Building AI Agents That Work

Lin Qiao, CEO of Fireworks AI, outlined how 2025 marks the rise of AI agents across diverse industries, emphasizing the importance of integrating AI models deeply into products through a co-design process that continuously improves performance via real-world data. She detailed Fireworks AI’s approach to simplifying the complex stages of building, customizing with reinforcement learning, and scaling AI agents using optimized infrastructure and advanced tools to deliver tailored, high-performing solutions at scale.

Lin Qiao, CEO and co-founder of Fireworks AI, opened her talk by emphasizing that 2025 is the year of AI agents. She highlighted the diverse range of agents Fireworks has onboarded, including coding agents that transform software development, document agents for collaborative work, sales and marketing agents that target ideal customer profiles, hiring agents that streamline candidate selection, and personalized customer agents that enhance customer service. These agents span various industries such as insurance, healthcare, and education, demonstrating the broad applicability and growing adoption of AI agents.

Lin noted that successful companies building AI agents share two key principles. First, they do not treat AI models as mere commodities or utilities but integrate them deeply into their product design. Second, they implement a product-model co-design process, creating a “data flying wheel” where data collected from product usage continuously improves the model, which in turn powers better products. This cyclical process helps companies develop unique intellectual property and gain competitive advantages by tightly aligning models with their specific product needs.

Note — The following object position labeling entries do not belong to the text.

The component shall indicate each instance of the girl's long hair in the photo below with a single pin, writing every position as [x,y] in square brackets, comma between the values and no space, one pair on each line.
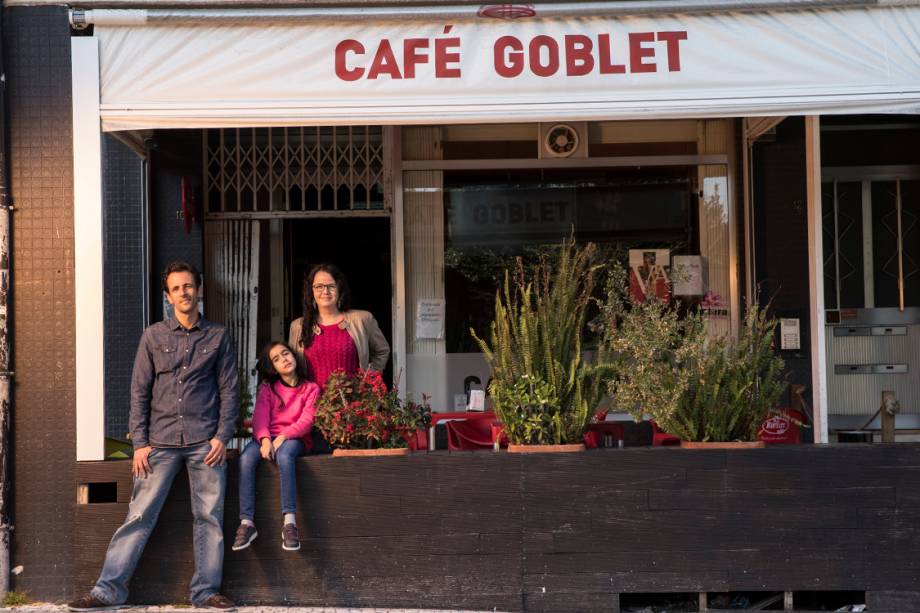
[310,311]
[267,373]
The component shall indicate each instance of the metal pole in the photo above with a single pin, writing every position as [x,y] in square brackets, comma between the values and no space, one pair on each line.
[227,12]
[5,373]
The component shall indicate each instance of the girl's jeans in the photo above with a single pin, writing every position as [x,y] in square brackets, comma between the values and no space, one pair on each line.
[149,494]
[285,459]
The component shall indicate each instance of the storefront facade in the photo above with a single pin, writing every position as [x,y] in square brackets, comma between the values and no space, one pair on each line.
[424,147]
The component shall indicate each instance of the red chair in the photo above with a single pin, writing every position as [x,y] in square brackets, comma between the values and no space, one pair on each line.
[470,434]
[660,438]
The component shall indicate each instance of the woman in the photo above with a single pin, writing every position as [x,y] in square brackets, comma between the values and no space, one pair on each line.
[282,424]
[331,335]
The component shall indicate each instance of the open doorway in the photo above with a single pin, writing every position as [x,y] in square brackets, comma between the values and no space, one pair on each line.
[360,246]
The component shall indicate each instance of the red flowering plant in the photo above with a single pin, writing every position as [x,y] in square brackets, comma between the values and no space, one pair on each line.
[359,412]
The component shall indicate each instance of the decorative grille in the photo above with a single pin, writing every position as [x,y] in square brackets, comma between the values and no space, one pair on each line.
[290,172]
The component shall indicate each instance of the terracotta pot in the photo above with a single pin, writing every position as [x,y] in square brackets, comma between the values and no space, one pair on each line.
[575,447]
[351,453]
[724,445]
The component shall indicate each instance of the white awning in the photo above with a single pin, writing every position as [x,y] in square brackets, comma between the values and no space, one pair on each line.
[487,69]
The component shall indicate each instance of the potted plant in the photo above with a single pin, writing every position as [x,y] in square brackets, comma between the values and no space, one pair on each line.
[543,388]
[712,391]
[358,415]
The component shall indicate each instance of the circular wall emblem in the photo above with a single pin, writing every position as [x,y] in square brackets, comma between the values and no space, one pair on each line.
[507,11]
[561,141]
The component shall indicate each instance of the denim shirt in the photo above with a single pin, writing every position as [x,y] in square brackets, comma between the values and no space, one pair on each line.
[184,388]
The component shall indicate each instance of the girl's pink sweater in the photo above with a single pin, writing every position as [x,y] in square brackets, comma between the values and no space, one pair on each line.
[290,415]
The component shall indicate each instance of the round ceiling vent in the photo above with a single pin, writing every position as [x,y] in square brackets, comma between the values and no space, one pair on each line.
[560,141]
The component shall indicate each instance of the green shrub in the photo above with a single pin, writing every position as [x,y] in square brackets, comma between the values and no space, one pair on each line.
[543,389]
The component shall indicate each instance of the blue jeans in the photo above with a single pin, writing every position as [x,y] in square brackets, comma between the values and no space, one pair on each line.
[207,486]
[285,459]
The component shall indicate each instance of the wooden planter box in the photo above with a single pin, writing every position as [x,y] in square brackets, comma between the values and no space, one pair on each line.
[554,532]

The talk then addressed the complexity of building AI agents, which involves three main stages: build, customize, and scale. During the build stage, developers face a rapidly evolving landscape of open models with varying capabilities and performance characteristics. Fireworks simplifies this by providing access to over 200 optimized models through a secure, scalable API platform, allowing developers to focus on building applications without constantly chasing new model releases. This approach helps manage the excitement and exhaustion associated with the fast pace of AI model development.

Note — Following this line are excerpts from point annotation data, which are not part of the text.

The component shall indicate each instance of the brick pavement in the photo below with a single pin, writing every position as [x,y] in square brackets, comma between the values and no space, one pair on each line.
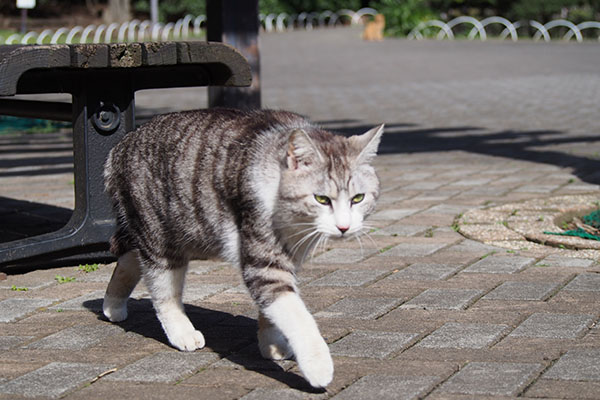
[419,310]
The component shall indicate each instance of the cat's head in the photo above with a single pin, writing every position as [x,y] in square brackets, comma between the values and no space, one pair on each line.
[328,182]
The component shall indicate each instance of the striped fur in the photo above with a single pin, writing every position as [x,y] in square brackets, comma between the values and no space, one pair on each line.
[240,185]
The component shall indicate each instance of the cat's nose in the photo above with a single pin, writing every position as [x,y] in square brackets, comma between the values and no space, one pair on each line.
[343,229]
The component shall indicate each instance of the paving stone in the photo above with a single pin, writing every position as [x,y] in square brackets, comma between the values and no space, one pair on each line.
[348,278]
[553,326]
[489,378]
[169,366]
[426,272]
[472,246]
[53,380]
[500,265]
[443,299]
[359,308]
[13,309]
[370,344]
[471,182]
[8,342]
[521,291]
[585,283]
[281,394]
[577,365]
[554,261]
[91,301]
[463,336]
[448,209]
[537,188]
[393,214]
[250,358]
[384,387]
[413,249]
[342,256]
[198,292]
[400,230]
[76,337]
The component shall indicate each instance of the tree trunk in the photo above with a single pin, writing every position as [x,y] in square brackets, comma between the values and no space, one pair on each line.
[117,11]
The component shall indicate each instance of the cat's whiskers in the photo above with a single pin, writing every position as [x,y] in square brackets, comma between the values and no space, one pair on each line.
[366,232]
[296,247]
[310,245]
[322,238]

Customization, the second stage, involves fine-tuning models through reinforcement learning to better align with evolving product requirements. Lin explained that reinforcement learning mimics human learning by using rewards and feedback to improve performance over time. She highlighted the challenges of setting up environments for reinforcement learning, especially for complex multi-turn interactions, and described how Fireworks supports this process with managed training runs, observability tools, and integration with existing business logic and APIs. This enables developers to continuously improve their AI agents using real-world data and feedback.

Finally, Lin discussed scaling AI agents to millions or billions of users, which requires sophisticated infrastructure management. Fireworks operates across multiple cloud providers and regions, leveraging a proprietary 3D optimizer that balances model quality, speed, and cost by exploring over 100,000 configuration options. This tailored approach ensures optimal performance for specific applications. She also mentioned Fireworks’ collaboration with MD hardware to enhance model performance, underscoring the company’s commitment to pushing the boundaries of AI agent technology. Overall, Lin’s talk provided a comprehensive overview of the challenges and solutions in building, customizing, and scaling AI agents with Fireworks AI.